A bioinformatic toolbox for postprocessing of MASCOT results and its application to the proteome of Halobacterium salinarum
Carolina Garcia-Rizo1, Cristian Klein2, Pfeiffer, Siedler, Oesterhelt
1rizo@biochem.mpg.de, Max-Planck Institute Biochemistry; 2klein@biochem.mpg.de, Max-Planck Institute Biochemistry
Proteome analysis validates that a predicted reading frame corresponds to a real protein. This is required for Halobacterium salinarum, where severe overprediction open reading frames (Orfs) occurs as a result of a scarcity in stop codons. As a consequence in 87% of the genome more than one reading frame is open for more than one orf. Identification by peptide fingerprint analysis is based on matching experimental and theoretical peptide masses. The reliable identification rises by increasing the number of matching peptides.

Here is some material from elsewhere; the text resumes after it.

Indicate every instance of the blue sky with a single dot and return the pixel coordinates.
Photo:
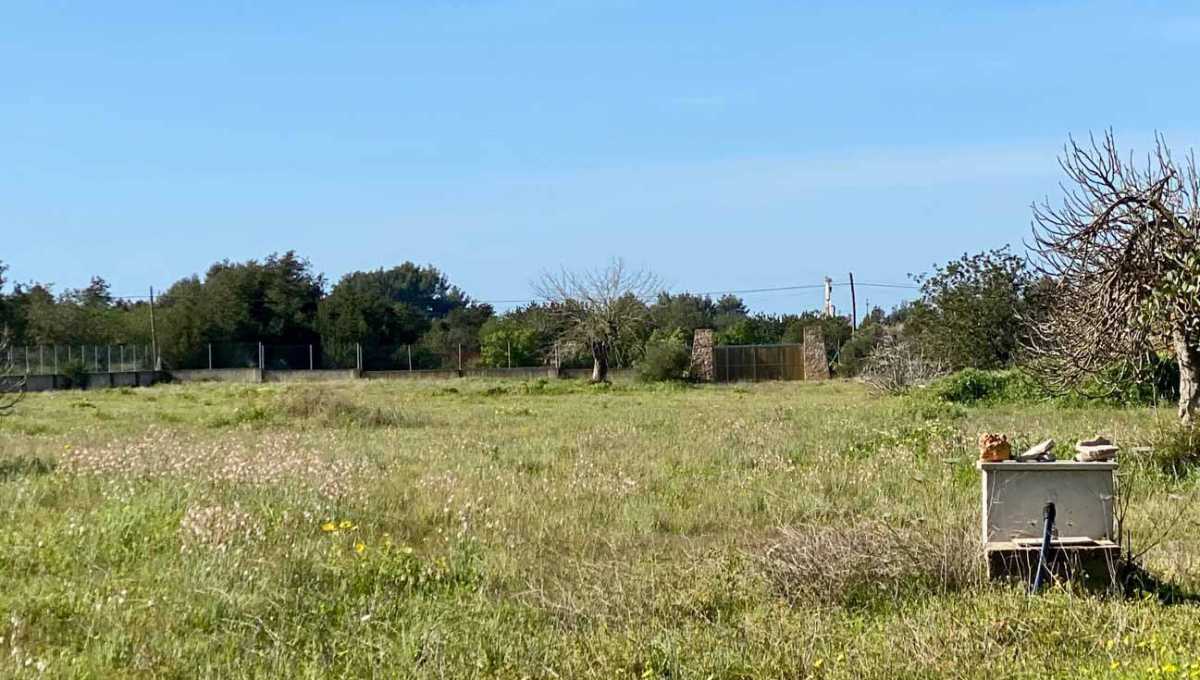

A bioinformatic toolbox for post-processing the proteomic results was developed in order to detect additional matching peptides. It scans for (a) post-translational modifications, (b) incorrect start codon assigment and (c) missed cleavage sites.
The same algorithm also permits to focus on samples of interest and of a huge data set. In adition to post-translational modifications, we focus on (a) low score identifications, (b) N-terminal peptides. Peaks from these samples will be submited for PSD (post-source decay) analysis which provides a sequence tag and thus validates the identification. PSD experiments can be started while the samples are still in the mass spectrometer.
This approach illustrate a close interconection between experimental and bioinformatic procedures, with the objective of rapidly processing and enhance proteomic data. Results are stored in HaloLex, a database of biological information for Halobacterium salinarum . The database permits to view genomics, proteomics and biochemical data in an integrated way.